C'est un superbe vainqueur qui a inscrit son nom, dimanche, au palmarès du tournoi organisé par Anderlecht Tennis dans le cadre du «Belgian Circuit» et doté de 12500 euros. Jeroen Masson, première tête de série, s'est effectivement imposé au Bruxellois Arnaud Fontaine (6-4, 7-6), dont la combativité aurait peut-être mérité un meilleur sort sous la forme d'une troisième manche. D'autant que le neuvième joueur de la hiérarchie nationale s'était bien repris après un début de match qu'il avait, comme cela lui arrive souvent, plutôt mal négocié.
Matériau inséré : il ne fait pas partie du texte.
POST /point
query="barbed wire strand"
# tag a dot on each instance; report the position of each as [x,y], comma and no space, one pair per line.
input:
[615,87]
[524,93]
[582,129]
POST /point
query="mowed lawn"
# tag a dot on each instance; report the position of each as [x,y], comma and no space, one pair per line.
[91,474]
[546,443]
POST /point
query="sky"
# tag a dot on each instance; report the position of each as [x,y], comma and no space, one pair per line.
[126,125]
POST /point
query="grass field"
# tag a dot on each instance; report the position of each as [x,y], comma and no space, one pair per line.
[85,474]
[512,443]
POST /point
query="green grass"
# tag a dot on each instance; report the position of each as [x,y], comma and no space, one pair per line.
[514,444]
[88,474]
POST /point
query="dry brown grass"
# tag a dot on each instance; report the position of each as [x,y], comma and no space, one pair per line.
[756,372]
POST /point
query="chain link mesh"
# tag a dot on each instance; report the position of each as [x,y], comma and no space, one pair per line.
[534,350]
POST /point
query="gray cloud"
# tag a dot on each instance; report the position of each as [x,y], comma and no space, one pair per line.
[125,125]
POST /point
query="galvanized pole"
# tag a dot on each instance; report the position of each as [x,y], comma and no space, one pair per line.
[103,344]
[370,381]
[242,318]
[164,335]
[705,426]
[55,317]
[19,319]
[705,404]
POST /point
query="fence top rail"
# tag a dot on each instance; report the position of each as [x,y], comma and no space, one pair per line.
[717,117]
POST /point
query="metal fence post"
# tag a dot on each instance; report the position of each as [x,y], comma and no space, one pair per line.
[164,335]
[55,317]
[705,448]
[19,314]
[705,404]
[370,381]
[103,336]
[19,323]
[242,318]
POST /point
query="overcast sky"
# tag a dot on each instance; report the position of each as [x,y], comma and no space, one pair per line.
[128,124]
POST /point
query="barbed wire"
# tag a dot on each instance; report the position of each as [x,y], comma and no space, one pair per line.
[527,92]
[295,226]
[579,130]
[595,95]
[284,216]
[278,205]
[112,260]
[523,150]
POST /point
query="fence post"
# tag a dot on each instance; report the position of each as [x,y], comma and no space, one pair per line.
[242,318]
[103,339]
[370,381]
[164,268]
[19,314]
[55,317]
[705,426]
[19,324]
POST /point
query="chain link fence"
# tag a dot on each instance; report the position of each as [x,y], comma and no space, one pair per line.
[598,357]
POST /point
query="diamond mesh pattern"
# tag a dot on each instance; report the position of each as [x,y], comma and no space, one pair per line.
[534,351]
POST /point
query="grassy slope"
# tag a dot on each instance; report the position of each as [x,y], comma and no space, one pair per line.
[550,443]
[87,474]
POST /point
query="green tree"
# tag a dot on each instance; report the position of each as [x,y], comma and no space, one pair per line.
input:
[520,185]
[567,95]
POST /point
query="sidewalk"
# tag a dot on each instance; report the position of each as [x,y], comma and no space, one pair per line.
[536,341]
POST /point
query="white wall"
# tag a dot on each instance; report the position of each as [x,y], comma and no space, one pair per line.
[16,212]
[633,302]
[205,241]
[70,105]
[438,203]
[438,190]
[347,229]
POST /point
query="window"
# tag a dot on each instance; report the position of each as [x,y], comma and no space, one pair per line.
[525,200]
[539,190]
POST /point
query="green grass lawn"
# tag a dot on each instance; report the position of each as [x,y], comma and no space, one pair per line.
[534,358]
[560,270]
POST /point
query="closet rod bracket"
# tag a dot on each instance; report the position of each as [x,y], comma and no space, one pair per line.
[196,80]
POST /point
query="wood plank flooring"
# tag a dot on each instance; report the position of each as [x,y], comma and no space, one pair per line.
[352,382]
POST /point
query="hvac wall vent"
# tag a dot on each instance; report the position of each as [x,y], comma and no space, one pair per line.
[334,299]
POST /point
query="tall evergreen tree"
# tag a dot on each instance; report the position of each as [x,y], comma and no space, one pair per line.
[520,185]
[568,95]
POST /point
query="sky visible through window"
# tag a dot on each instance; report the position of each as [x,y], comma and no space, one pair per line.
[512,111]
«Ce fut sans conteste l'apothéose de ces neuf jours de compétition», souligne Paul Aerts, le juge-arbitre du tournoi. «Du tennis comme on l'aime, avec des coups époustouflants, et un dépassement physique de tous les instants. Les deux protagonistes se sont livrés sans la moindre retenue. Bon, bien sûr, les raquettes ont volé de temps à autre mais cela peut se produire lorsque l'enjeu est d'importance...»

Mais si l'aspect sportif a largement répondu à l'attente - bien davantage, murmure-t-on, que le spectacle proposé par les anciennes gloires du tennis dans un club voisin -, il ne tient parfois qu'à peu de choses qu'il ne débouche sur un sentiment totalement opposé.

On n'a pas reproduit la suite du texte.